Second Thoughts: We Need New Utopias w/ Ksenia Robbe
Remembering and re-mapping languages of resistance across Eastern Europe and the Global SouthOrganised by Second Thoughts
Today, we find ourselves in a world, in which the worst dystopias have come true. But the sense that the future – in light of the pressing economic, environmental, and political crises – is characterized by dystopian scenarios is not new; it has been with us for at least two decades, since the beginning of rapid globalization in the wake of the 1980-90s political ‘transitions.’ Looking back at this moment, we are compelled to ask: what has gone wrong – what has been overlooked by both optimistic and pessimistic perspectives on globalization, and how have insidious imperial and colonial attitudes survived and expanded in the wake of decolonization? Most importantly for our conversation, what role do art practices have to play in this context? Ksenia Robbe’s talk will approach these questions by considering what artists and intellectuals from Eastern Europe and the Global South learn from each other, looking at the sites of experience where new languages of resistance can develop.
Ksenia Robbe is a Senior lecturer in European Culture and Literature (Russian) at the University of Groningen. She works at the interfaces of postcolonial and postsocialist, memory and time, and gender and feminist studies. Her current research engages with memories of the 1980-90s ‘transitions’ in Russian and South African literature, film and visual art.
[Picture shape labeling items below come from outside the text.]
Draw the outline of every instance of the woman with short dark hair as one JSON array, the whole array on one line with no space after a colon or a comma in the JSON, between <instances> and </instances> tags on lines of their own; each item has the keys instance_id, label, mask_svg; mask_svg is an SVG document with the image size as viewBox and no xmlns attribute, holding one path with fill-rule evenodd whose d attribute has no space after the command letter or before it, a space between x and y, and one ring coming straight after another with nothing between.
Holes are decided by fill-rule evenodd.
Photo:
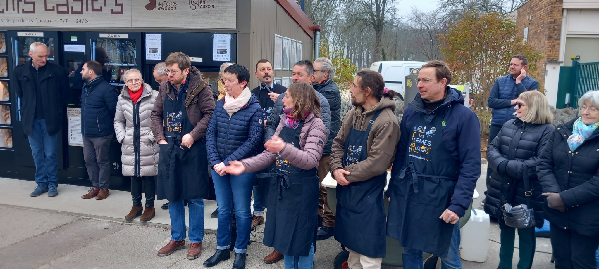
<instances>
[{"instance_id":1,"label":"woman with short dark hair","mask_svg":"<svg viewBox=\"0 0 599 269\"><path fill-rule=\"evenodd\" d=\"M222 74L226 93L216 102L216 108L208 126L206 145L212 167L216 203L218 205L218 228L216 230L216 253L204 265L214 266L229 258L232 212L237 224L235 261L233 269L245 267L246 253L250 240L252 212L250 204L255 175L228 175L224 167L232 161L253 156L262 137L262 109L258 99L247 88L250 73L244 66L231 65Z\"/></svg>"},{"instance_id":2,"label":"woman with short dark hair","mask_svg":"<svg viewBox=\"0 0 599 269\"><path fill-rule=\"evenodd\" d=\"M501 246L498 269L512 269L516 228L506 225L502 207L527 204L534 209L536 226L543 226L541 184L537 178L537 161L555 128L553 115L545 96L539 91L525 91L518 97L516 118L507 121L487 149L492 169L487 179L485 212L499 220ZM529 203L530 201L530 203ZM518 269L530 269L534 258L534 227L518 228L520 259Z\"/></svg>"}]
</instances>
Her work as the principal investigator of the Constructive Advanced Thinking project “Reconstituting Publics through Remembering Transitions” involves collaborations with NGOs and museums in Poland and Germany.
Second Thoughts — a collective exploration on Eastern Europeanness, is a social setting, an informal kitchen conversation, a reading club, a political cafe, a community. We are here to be lost and found, to learn from and with each other. We want to learn about our hidden histories, similarities, and differences, to make unrepresented identities visible and expose the complexity of understanding the ‘Second World’.